All’Inter è rimasto un solo anno, perché?
«Stramaccioni dalla Roma passò all’Inter, io non avevo più contratto coi giallorossi, mi disse “vieni da me”. I nerazzurri mi fecero un’offerta e accettai. All’inizio giocai titolare, poi cambiammo modulo. In rosa c’erano giocatori pronti, gli undici che sono arrivati in finale l’anno scorso contro la Lazio quasi tutti hanno esordito in A. Era una squadra pazzesca per qualità, è stata comunque un’esperienza molto positiva».
Quando Stramaccioni fu promosso in prima squadra le cose andarono male. E arrivò la chiamata della Lazio…
«Trovai meno spazio, con l’Inter avevo solo un anno di contratto con opzione per altri tre, ma d’accordo con la società decisi di non rinnovare, accettai la proposta di Bollini».

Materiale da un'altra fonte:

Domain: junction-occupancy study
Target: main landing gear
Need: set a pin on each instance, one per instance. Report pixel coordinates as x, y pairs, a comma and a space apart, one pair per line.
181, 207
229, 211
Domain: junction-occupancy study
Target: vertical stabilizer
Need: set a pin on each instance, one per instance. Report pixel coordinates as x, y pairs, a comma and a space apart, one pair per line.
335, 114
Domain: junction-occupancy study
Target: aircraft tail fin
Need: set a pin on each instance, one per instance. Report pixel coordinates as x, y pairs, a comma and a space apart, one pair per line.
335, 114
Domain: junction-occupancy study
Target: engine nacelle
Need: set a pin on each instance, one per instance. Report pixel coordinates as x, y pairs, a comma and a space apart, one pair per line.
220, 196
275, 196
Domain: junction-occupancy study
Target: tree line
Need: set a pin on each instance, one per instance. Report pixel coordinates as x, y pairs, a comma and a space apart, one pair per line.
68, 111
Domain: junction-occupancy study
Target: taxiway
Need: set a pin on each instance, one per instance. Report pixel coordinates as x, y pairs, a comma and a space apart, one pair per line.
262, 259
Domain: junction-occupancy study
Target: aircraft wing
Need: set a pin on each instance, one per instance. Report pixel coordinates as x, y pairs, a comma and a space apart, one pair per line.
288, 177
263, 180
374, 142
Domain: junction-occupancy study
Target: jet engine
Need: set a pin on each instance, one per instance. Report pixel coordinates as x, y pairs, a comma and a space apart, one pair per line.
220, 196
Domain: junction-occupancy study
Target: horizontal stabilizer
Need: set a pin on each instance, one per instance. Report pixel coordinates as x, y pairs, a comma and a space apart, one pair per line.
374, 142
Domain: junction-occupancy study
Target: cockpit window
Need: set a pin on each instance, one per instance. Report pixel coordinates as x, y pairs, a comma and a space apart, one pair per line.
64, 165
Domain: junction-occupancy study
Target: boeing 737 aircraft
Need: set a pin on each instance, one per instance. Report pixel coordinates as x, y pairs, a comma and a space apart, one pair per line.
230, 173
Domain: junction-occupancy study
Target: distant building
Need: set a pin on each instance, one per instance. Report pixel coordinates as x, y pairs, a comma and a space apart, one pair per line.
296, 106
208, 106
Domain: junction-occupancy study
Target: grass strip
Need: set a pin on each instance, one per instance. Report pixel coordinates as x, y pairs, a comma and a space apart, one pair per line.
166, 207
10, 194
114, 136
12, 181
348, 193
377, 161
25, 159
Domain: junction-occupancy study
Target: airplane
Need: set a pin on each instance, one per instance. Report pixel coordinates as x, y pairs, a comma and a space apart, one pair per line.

Stramaccioni, De Rossi, Bollini, lei ha vinto con tre tecnici diversi. Cosa ha imparato da loro? Partiamo dal primo.
«Stramaccioni è il miglior allenatore che possa avere un giovane, è uno che riesce a convincerti, ti fa capire che stai facendo la cosa giusta, è la sua migliore qualità, sapevamo che avrebbe fatto carriera».
Da Stramaccioni ad Alberto De Rossi.
«In De Rossi ho trovato un riferimento, non dico un padre, ma quasi. E’ una persona molto socievole, si apriva molto con noi, era facile confidarsi. Oggi dico che mi dispiace non aver capito subito alcune cose che diceva».
Arriviamo a Bollini, l’ultimo maestro.
«E’ un grandissimo motivatore, un grande conoscitore di calcio. Abbiamo preparato le finali in modo perfetto, ha saputo creare un clima sereno all’interno dello spogliatoio. Ma ha anche caricato la squadra, ci ha trascinato, il merito è suo».

Petkovic cosa le dice?
«Dà molti consigli ai giovani, gli piace dialogare e aiutarci».
Roma, Inter e Lazio. Falasca ha avuto la possibilità di allenarsi con tre grandi prime squadre.
«In campo cercavo di rubare qualcosa a giocatori come Pizarro, uno molto vicino ai giovani. E a gente come Daniele De Rossi, parlava spesso con noi. Nella Lazio ho studiato Ledesma ed Hernanes».

Rivalità a parte… Con Totti che rapporto aveva?
«Sembrerà strano, non ci ho mai parlato. Lui è una persona silenziosa e io forse non ho avuto il coraggio di avvicinarmi. Ci ho giocato insieme nelle partitelle ed anche contro, eppure…».

Quest’anno è tornato a Trigoria con la maglia della Lazio e ha vinto il derby di ritorno, come ha vissuto quell’emozione?
«A Roma c’è un senso di appartenenza molto forte, ma quando arrivi a certi livelli devi decidere se fare il giocatore o il tifoso. Sono entusiasta di indossare la maglia della Lazio e di giocare con la Lazio, in campo ho sempre dato tutto. Vincere il derby a Trigoria mi ha provocato emozione».
Ha giocato nella Roma, è nato in una famiglia giallorossa, ma ha sposato la Lazio. Il suo cuore per chi batte?
«La famiglia è giallorossa, è vero. Ma io adesso penso solo alla mia squadra, alla Lazio. Noi dobbiamo essere professionisti, diamo tutto per la maglia per cui giochiamo, il tifo a questi livelli è secondario, non fa parte della vita del calciatore».
Falasca, ormai è grande, ha chiuso con la Primavera. Cosa c’è nel suo futuro?
«Spero di diventare un calciatore professionista. In quale serie? Il sogno è giocare ai livelli che meriterò, spero i più alti».